I’m using Octopus 3.12.4 and have noticed that some users couldn’t add variables to a project, yet they belonged to a team which had the Project Contributor role.
The error they were getting was:
You do not have permission to perform this action. Please contact your Octopus administrator. Missing permission: VariableEdit
We only recently upgraded to 3.12.4 and I think (but can’t confirm) that this issue was introduced after the upgrade.
Upon investigating I have found that the cause of the problem was that the team was restricted to certain environments, when I removed the environments so that it was ‘any environment’ it worked again.
Thanks for getting in touch! When exactly are your users getting this error? Only when they try adding variables scoped to environments in which their team is not scoped to? Or are they also getting this error when scoping variables only to environments they are scoped to?
I tested this with a user who is in a team with the same role, and the behavior I’m seeing is what is expected. My user can add variables scoped only to an environment in which their team is scoped to - they just can’t add unscoped variables (or variables scoped to any environment they don’t have permissions for). Refer to my attached screenshot showing the error I see. Is this the same error your users see in the same scenario?
The error in my screenshot occurred because unscoped variables would apply to environments outside of their team’s scope. Meaning it’s intentional behavior to disallow a user who is scoped to one environment from adding variables which would apply to other environments. When I removed the team’s scope like you did, then the user could create unscoped variables.

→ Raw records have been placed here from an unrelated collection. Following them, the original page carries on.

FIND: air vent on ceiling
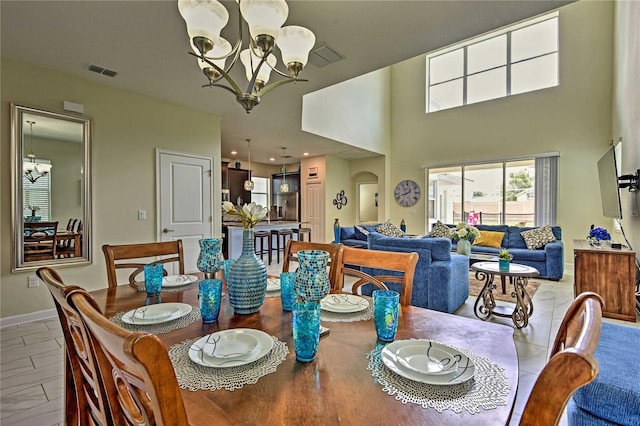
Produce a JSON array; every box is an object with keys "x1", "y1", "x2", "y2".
[
  {"x1": 88, "y1": 64, "x2": 118, "y2": 77},
  {"x1": 309, "y1": 44, "x2": 344, "y2": 68}
]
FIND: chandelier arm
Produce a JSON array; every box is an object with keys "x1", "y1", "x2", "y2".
[
  {"x1": 187, "y1": 52, "x2": 242, "y2": 95},
  {"x1": 258, "y1": 77, "x2": 309, "y2": 97}
]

I look forward to hearing back, and please let me know if I’m misunderstanding at all.
The users were getting this error when they were amending the project and adding a variable, it may have been due to where they were trying to scope the variable, I’ll try to do a bit more of an investigation next week to see if I can understand the precise scenario.
The group the users are in has the following roles:
Environment Viewer
Project Deployer
Project Contributor
It is restricted to a project group
The projects have also been added (this isn’t really necessary now as the projects are all part of the group).
We have the same problem. Some variables have the same values for both ST and QA - therefore scoped for ST and QA, for instance. But the users who have rights only in QA will not see those variables. They will see only variables scoped in QA.
The same goes for system variables, like OctopusPrintEvaluatedVariables, that is not scoped to a certain environment. Maybe a variable that is not scoped to a certain env should be seen by all users in that project/team/permission.
And should see the variable whose scop invludes his env.
Thanks for getting in touch! You’re correct that a user who has permissions for only one environment cannot view or edit variables that are scoped to multiple environments, even if one is an environment in which they have permissions for. This is because a change to this variable would affect an environment in which the user does not have permissions for.
An option I might suggest is to split your variable into two separate variables, where you can scope one to this single environment. That way your user will have access to the variable, but only for the environment in which they have permissions for. Otherwise, you’ll need to give the user permissions for the other environments.
There are also permissions specifically for unscoped variables - VariableViewUnscoped and VariableEditUnscoped. You can give these permissions to users as needed for your scenario, but unscoped variables would potentially apply to any and all of your environments. Feel free to refer to our User Roles documentation page that outlines creating custom roles and assigning specific permissions to them.
I hope this helps! Don’t hesitate to reach out if you have any further questions.
”This is because a change to this variable would affect an environment in which the user does not have permissions for”.
This makes perfect sense, we’ll split the variables.